Pastor Jim Doepken, of Seward and Moose Pass UMCs says, “Alaskans like to think of themselves as independent. Many people come to Alaska to get away from something in the ‘Lower-48’ (apologies to Hawaii). We like to think of ourselves as being ‘a little different’ and doing things our own way; out of sight, out of mind from our neighbors to the south.” However, Alaskans are very dependent on those outside of Alaska. Alaskans rely upon them for goods, tourism, the purchase of oil, and a whole lot of Federal dollars.

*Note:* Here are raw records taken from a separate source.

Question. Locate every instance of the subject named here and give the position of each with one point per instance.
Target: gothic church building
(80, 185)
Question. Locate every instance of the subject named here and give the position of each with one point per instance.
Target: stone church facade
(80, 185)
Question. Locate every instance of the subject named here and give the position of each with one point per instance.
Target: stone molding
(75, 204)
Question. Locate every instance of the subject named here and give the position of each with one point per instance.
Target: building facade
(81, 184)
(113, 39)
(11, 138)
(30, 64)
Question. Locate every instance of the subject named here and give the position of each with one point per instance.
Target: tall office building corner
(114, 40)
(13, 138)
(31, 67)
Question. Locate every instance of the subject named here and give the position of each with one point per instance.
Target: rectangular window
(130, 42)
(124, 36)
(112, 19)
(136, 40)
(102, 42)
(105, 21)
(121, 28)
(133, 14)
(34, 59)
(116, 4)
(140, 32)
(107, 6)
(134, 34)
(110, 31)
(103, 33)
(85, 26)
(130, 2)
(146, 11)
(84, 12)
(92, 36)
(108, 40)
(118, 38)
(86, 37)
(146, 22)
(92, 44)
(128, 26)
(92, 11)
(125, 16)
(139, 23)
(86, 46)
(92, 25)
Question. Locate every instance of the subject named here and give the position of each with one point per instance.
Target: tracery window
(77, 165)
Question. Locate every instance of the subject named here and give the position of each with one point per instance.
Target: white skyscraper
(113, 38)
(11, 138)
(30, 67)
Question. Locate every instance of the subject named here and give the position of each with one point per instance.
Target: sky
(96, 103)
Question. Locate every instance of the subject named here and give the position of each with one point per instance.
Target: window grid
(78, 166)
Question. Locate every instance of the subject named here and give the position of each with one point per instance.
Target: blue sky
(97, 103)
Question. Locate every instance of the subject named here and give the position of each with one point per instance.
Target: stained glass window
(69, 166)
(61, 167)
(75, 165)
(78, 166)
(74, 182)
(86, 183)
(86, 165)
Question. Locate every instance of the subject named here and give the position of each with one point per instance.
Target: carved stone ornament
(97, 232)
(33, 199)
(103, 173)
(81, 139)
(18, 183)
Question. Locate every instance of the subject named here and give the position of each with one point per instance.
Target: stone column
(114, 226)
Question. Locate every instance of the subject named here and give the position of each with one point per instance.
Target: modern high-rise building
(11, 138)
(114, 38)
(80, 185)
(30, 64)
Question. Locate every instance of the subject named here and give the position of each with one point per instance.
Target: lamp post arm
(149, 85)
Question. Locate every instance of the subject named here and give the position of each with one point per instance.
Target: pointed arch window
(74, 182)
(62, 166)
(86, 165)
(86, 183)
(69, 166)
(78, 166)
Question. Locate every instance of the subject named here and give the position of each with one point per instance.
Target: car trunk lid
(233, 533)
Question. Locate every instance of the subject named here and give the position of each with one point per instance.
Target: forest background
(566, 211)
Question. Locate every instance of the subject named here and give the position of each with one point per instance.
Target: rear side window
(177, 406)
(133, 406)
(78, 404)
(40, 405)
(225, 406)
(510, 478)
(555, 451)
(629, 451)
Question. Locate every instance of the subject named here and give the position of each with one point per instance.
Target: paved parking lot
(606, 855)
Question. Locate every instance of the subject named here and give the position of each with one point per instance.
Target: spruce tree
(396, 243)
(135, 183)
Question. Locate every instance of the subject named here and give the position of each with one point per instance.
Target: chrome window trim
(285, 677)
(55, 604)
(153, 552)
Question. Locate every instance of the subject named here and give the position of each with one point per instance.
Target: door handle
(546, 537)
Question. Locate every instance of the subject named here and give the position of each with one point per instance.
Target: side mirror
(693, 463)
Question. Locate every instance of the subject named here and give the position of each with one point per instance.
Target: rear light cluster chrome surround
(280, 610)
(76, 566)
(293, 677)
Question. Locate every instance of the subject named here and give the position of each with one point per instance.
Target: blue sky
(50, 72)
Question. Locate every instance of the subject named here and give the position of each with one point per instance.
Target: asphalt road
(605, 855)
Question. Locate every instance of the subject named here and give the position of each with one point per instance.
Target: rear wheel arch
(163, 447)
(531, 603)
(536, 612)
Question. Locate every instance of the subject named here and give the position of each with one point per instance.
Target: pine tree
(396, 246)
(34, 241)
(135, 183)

The Alaska United Methodist Conference is very dependent on the rest of the denomination as well. They are dependent upon finances and work teams from their friends to the south. They have a history of assistance from the General Board of Global Ministries. Moreover, since there is no Annual Conference membership for clergy in missionary conferences, many clergy have their membership somewhere else, in conferences across the nation. Says Doepken, “We would like to keep those relationships open.”

There are reservations about the One Church Plan which was produced by the Commission on the Way Forward and recommended by the Council of Bishops. Steve Fisher, keeping open “the door” of First United Methodist Church, Anchorage open, says, “I believe that the One Church Plan forces local congregations to become congregational churches in a sense, instead of appointive churches and that’s not who we are… I don’t think that brings a healthy process to us. I prefer to think of this whole [denomination] as a global church instead of local churches. We are supposed to be a connectional church.”

Linda Haynes and Rev. Dan Wilcox of Christ First UMC in Wasilla, AK

Linda Haynes, lay member from Christ First UMC in Wasilla notes that the Alaska conference is tied into the Pacific Northwest Conference and the Greater Northwest Episcopacy. As the conference statistician, Haynes is concerned that the demographics of the the episcopal area are not reflective of the Alaskan Conference ministry areas.

Headed into General Conference, Carlo Rapanut, Superintendent and Head of Delegation, offered the following prayer to the Alaska Conference:

God of grace and God of glory, on thy people pour thy power; crown thine ancient church’s story; bring her bud to glorious flower.

As we engage in the work of the General Conference Special Session in St. Louis, help us to create gracious space for conversation to happen. Give us the grace to stay at the table, even with those with whom we disagree with. Keep us mindful of your children and our siblings who do not have a place or a voice at the table. Make us sensitive to the moving of your Holy Spirit and discern the ways in which we are called to act. Lead us in a way forward.

God of grace and God of glory, on thy people pour thy power; Grant us wisdom, grant us courage, for the facing of this hour, for the living of these days, lest we miss thy kingdom’s goal, and serving thee whom we adore.

May it be so!

Kelly is a Deaconess currently serving in the Alaska Conference as the Executive Director of Valley Interfaith Action (VIA).